I make pancakes every Saturday for my kids… it’s a tradition. This morning my son wanted to help so we made these pancakes with raspberry sauce and had a fun time cooking side by side. I was impressed with his steady hand while he mixed the pancake dough (especially for a two-year-old). We created a very delicious breakfast–more importantly, we had a great time together. The pancakes were light & fluffy with a touch of vanilla and the raspberry sauce was sweet and tart–a perfect combination!
How to Make Pancakes with Raspberry Sauce:
- 1 cup of flour
- 2 tsp baking powder
- 1/2 tsp salt
- 1 tbsp white sugar
- 1 cup of milk
- 1 egg
- 2 tbsp canola oil
- 1/2 tsp vanilla
Combine all dry ingredients together and mix thoroughly.
Whisk wet ingredients in a separate bowl then slowly combine into dry ingredients, mixing thoroughly (there should be some lumps).
Heat a bit of butter in a skillet or griddle, over medium heat.
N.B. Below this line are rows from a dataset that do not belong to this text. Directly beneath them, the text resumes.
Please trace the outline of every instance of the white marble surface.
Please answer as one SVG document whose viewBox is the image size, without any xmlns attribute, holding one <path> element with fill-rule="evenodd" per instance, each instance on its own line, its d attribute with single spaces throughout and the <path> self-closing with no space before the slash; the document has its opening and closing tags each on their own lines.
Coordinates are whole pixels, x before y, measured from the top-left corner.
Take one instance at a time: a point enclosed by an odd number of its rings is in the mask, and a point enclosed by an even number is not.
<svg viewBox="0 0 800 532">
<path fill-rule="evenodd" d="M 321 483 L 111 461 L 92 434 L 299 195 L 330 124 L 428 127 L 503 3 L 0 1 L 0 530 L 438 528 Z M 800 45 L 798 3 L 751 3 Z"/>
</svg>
Once hot, add a ladle full of pancake dough to the pan and cook for a few minutes; once you see bubbles forming on top of the pancakes, flip. Cook for another 1-2 minutes until done. Serve with fresh raspberry sauce or hot maple syrup. Enjoy!
Raspberry Sauce Ingredients:
- 1 cup of frozen raspberries
- 3 tbsp sugar, or more to taste, depending on the sweetness of the berries
- 1 tsp lemon zest
- 1-2 tbsp water
Combine ingredients in a small pan over medium heat. Cook until raspberries have melted down and thickens slightly.